Flinders University joins male health research alliance


Wednesday, 23 June, 2021

Flinders University joins male health research alliance

Flinders University has become a research partner of the Freemasons Centre for Male Health & Wellbeing (FCMHW), broadening the scope and footprint of the centre’s research and translation activities.

Flinders joins the Masonic Charities Trust and existing FCMHW research partners the University of Adelaide, the South Australian Health and Medical Research Institute (SAHMRI) and the Menzies School of Health Research.

Bringing together globally recognised leaders in male health, the centre’s focus is on the common chronic conditions affecting males, including prostate cancer, obesity, diabetes, depression, sleep disorders and cardiovascular disease, as well as health service use and delivery, and social and emotional wellbeing.

An initial investment of $4.8m over three years in boys’ and men’s health has been committed by the research partners, with a goal to achieve at least a 4:1 return from Commonwealth and other funding pools for high-impact programs. The Masonic Charities Trust is donating a minimum of $2.4m over three years to the FCMHW, with the potential to extend its investment a further two years.

Flinders University Deputy Vice Chancellor of Research Professor Robert Saint said he was delighted the institution was able to contribute its research expertise to tackling boys’ and men’s health.

“It is well known that males have particular health challenges, such as prostate cancer, and have unmet needs in relation to a range of chronic physical and mental health conditions,” Professor Saint said.

“This burden is even more pronounced for Aboriginal and Torres Strait Islander males, who have the poorest health and shortest lifespan of any population group in Australia. In addition to strengthening ongoing work in this area, Flinders University also delivers research programs aimed to improve the health and wellbeing of young men and veterans.”

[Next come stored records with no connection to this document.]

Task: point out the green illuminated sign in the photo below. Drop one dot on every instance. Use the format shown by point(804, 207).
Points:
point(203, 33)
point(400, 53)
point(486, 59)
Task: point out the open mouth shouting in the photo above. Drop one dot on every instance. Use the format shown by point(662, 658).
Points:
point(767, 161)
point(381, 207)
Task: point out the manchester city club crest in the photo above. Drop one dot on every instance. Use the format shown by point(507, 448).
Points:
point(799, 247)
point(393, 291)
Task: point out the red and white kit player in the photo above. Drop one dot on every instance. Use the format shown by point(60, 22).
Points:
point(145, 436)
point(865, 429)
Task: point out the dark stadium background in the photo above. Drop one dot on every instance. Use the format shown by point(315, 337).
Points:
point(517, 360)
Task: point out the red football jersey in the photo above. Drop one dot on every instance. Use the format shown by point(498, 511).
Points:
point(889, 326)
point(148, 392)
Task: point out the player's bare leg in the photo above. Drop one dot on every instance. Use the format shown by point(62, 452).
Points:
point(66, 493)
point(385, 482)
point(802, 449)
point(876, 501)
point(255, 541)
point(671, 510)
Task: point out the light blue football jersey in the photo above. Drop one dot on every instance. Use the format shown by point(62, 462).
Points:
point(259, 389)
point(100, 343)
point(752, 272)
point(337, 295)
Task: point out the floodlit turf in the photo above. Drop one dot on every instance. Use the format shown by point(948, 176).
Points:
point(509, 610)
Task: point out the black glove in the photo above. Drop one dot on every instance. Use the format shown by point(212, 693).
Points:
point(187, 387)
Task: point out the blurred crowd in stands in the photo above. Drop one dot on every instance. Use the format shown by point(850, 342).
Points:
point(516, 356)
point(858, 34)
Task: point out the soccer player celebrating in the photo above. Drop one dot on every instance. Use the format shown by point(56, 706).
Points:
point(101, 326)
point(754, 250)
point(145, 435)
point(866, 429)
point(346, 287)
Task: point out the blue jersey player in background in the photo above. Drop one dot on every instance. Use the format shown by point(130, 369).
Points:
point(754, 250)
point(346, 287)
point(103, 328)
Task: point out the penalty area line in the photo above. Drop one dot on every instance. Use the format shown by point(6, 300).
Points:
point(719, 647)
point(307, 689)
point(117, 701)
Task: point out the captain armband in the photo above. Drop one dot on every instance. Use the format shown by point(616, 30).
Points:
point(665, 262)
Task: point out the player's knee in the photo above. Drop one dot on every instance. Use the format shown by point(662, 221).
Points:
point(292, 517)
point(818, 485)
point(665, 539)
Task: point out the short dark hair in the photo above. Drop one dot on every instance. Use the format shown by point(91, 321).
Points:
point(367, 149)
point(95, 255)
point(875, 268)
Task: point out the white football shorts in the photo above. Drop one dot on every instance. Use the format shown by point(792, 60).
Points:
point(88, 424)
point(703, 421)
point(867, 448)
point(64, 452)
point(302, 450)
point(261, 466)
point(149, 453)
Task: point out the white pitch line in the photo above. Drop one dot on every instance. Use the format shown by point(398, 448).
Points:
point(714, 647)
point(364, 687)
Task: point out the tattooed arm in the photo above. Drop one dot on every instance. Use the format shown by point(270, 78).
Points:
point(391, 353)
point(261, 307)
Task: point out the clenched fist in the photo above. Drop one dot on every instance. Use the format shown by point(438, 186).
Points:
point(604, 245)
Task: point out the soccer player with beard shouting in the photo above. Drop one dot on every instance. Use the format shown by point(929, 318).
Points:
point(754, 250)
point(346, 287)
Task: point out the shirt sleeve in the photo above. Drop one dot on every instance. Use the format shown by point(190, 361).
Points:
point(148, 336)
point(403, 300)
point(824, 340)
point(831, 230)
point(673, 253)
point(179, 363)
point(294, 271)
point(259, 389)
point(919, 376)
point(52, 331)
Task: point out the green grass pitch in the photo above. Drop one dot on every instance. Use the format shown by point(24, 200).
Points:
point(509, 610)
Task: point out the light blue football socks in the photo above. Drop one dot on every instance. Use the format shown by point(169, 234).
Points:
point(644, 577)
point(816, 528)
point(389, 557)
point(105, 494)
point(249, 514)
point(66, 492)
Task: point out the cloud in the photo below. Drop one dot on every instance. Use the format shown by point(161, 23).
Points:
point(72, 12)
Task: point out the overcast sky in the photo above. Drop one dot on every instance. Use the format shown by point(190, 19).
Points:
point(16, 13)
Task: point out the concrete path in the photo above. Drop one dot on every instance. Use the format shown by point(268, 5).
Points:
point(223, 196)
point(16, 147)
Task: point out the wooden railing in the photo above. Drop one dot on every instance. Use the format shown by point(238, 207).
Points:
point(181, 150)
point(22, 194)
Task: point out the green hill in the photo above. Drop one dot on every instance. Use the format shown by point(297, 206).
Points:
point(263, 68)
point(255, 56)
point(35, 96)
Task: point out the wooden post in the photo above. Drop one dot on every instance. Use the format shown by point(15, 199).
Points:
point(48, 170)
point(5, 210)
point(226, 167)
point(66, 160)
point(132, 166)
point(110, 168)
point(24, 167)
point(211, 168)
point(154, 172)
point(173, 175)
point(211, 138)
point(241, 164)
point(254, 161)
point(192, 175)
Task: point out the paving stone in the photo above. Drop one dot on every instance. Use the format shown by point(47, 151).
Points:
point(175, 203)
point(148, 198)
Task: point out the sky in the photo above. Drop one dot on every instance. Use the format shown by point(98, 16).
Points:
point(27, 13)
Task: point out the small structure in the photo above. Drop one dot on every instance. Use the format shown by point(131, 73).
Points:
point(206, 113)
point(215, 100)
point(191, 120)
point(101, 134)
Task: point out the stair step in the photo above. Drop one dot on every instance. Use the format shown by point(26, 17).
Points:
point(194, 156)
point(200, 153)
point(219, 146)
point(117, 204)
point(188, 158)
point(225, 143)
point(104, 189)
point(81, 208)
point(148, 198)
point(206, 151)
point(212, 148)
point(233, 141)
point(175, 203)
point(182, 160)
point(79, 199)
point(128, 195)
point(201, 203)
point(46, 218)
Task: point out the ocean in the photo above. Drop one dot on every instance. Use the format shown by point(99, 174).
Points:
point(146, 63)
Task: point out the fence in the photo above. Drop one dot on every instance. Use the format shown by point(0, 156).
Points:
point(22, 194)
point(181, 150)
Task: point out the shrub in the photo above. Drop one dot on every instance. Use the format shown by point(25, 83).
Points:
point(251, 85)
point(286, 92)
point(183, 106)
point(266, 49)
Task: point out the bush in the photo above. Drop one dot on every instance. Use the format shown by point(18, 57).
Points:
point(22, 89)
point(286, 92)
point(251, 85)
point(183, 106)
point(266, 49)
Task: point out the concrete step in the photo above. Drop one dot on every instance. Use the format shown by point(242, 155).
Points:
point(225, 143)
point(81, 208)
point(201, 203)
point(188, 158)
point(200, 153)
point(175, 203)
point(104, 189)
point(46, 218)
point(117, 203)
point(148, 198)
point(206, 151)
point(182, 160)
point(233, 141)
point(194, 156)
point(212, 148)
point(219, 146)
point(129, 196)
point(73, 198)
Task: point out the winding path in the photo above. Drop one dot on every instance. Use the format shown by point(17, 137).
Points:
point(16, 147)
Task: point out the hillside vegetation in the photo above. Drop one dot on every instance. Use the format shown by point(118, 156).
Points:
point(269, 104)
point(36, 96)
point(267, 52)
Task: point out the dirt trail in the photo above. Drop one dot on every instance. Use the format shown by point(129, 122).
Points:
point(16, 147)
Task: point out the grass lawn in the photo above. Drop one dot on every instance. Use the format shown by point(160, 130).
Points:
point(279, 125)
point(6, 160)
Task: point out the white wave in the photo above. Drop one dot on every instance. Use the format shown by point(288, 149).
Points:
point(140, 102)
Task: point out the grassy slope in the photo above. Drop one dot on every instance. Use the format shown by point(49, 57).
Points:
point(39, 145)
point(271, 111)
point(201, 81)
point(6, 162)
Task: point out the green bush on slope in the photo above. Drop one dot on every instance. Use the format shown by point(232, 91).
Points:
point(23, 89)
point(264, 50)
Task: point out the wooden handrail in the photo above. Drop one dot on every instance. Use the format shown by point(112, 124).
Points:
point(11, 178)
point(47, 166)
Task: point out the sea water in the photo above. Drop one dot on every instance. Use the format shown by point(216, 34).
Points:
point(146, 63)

David Booker, the Grand Master of the Freemasons of South Australia and the Northern Territory, said it was important that his organisation’s charity arm supported the ongoing development and reach of a centre that began in 2007 as the Freemasons Foundation Centre for Men’s Health.

“We want the research, programs and young scientists we support to be representative of our entire jurisdiction, with freemasons playing important roles in their communities from the bottom of South Australia to the top of the Northern Territory,” Booker said. “We are therefore very pleased to have Flinders University join the centre, given its activities spread throughout the central corridor of Australia. Our goal is that by advancing male health and wellbeing, we also improve the health and wellbeing of families and communities.”